Sonos Launches $299 Play Speaker and $189 Era 100 SL as First New Hardware Under CEO Tom Conrad Signals Post-App-Crisis Recovery
Sonos unveils the $299 Play portable speaker with 24-hour battery and Bluetooth grouping, and the $189 Era 100 SL without microphones, marking CEO Tom Conrad's first hardware launch after the app-crisis era.
Overview
Sonos unveiled two new speakers on March 10, 2026: the Sonos Play, a $299 portable Bluetooth and Wi-Fi speaker positioned between the Roam 2 and Move 2, and the Era 100 SL, a $189 mic-free variant of its entry-level home speaker. Both products are available for pre-order immediately and ship on March 31. The launch is the first new consumer hardware release under CEO Tom Conrad, who took the helm permanently in mid-2025 after the company’s botched app redesign forced out his predecessor, Patrick Spence, and triggered a $200 million revenue shortfall.
What We Know
The Sonos Play is designed as a grab-and-go portable speaker with a 24-hour battery life, IP67 dust and water resistance, and a built-in power bank that can charge a smartphone on the go. It supports Bluetooth 5.3, Apple AirPlay 2, Spotify Connect, and Wi-Fi streaming through the Sonos app. The speaker features automatic Trueplay tuning, which uses built-in microphones to adjust sound output based on the surrounding environment. According to 9to5Mac, the Play includes a removable utility loop for carrying and ships with a charging base.
A notable new feature is Bluetooth grouping: users can press and hold the Play/Pause button on up to three additional Sonos Play or Move 2 speakers to create a synchronized Bluetooth group when away from a Wi-Fi network. This is the first time Sonos has offered multi-speaker Bluetooth grouping without requiring a Wi-Fi connection. The Play also features a replaceable battery, signaling Sonos’s commitment to long-term serviceability — a contrast with the disposable design philosophy that has drawn criticism across the consumer electronics industry.
The Era 100 SL, priced at $189, is a $30 reduction from the standard Era 100. The SL designation indicates the removal of microphones, eliminating voice assistant functionality in exchange for what Sonos describes as a simplified, more accessible entry point to the Sonos ecosystem. The speaker otherwise retains the Era 100’s room-filling sound and full compatibility with existing Sonos systems, including stereo pairing and home theater configurations.
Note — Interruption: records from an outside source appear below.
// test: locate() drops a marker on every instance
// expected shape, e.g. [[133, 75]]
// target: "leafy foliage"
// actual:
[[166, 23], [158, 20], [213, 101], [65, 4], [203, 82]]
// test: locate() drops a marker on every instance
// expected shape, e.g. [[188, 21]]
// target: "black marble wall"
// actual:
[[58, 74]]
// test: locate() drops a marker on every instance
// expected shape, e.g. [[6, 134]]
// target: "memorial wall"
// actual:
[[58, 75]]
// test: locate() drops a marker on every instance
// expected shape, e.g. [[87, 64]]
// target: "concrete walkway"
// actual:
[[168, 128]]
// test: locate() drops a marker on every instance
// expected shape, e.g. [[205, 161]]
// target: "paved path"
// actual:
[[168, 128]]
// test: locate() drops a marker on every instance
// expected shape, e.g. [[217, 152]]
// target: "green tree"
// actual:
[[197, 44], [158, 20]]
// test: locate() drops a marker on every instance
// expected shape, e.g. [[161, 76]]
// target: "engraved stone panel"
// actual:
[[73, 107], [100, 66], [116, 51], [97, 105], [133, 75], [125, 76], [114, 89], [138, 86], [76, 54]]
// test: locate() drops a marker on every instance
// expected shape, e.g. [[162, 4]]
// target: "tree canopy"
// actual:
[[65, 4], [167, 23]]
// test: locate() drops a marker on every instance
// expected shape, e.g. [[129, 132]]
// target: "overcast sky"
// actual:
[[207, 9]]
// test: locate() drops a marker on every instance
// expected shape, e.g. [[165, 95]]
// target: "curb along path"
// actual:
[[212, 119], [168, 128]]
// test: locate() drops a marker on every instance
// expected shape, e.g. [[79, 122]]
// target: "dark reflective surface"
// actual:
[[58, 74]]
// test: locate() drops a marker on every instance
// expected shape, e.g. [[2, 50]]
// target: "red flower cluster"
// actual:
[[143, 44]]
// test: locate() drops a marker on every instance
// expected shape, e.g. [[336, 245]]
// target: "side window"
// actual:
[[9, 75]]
Bloomberg reported that the launches represent Conrad’s effort to signal revival at Sonos after the app crisis that nearly derailed the company. Conrad, who co-founded the music streaming service Pandora before holding product leadership roles at Snap and Quibi, has described the Sonos Play as the “Goldilocks perfect speaker” — portable enough for outdoor use but powerful enough for home listening, according to TechRadar.
What We Don’t Know
Sonos has not disclosed the Play’s driver configuration, amplifier wattage, or detailed acoustic specifications, making it difficult to assess how it compares sonically to the $449 Move 2 or the $179 Roam 2. Whether the Bluetooth grouping feature will extend to other Sonos portables beyond the Play and Move 2 is also unclear.
The company has not provided a detailed product roadmap for the remainder of 2026. After the app debacle forced Sonos to delay multiple hardware launches throughout 2024 and early 2025, investors and customers are watching to see whether the pace of new releases returns to the pre-crisis cadence that typically saw two to three major product introductions per year.
Analysis
The Play and Era 100 SL are as much about rebuilding trust as they are about filling gaps in the product lineup. Sonos’s May 2024 app redesign — which stripped away core features, introduced persistent connectivity issues, and rendered some speakers partially unusable — remains one of the most damaging self-inflicted wounds in recent consumer electronics history. The fallout cost CEO Patrick Spence his job, forced the company to lay off 100 employees, and consumed engineering resources for more than nine months as the team shipped fix after fix.
Conrad’s early moves have been deliberately conservative. Rather than chasing new product categories, Sonos is filling obvious gaps in its portable lineup and lowering the barrier to entry with the Era 100 SL. The Play’s replaceable battery and Bluetooth grouping features speak to practical user needs rather than headline-grabbing innovation. That approach may lack spectacle, but it directly addresses the trust deficit that the app crisis created: customers who felt burned by a company that prioritized ambition over reliability are more likely to return if the next product simply works well.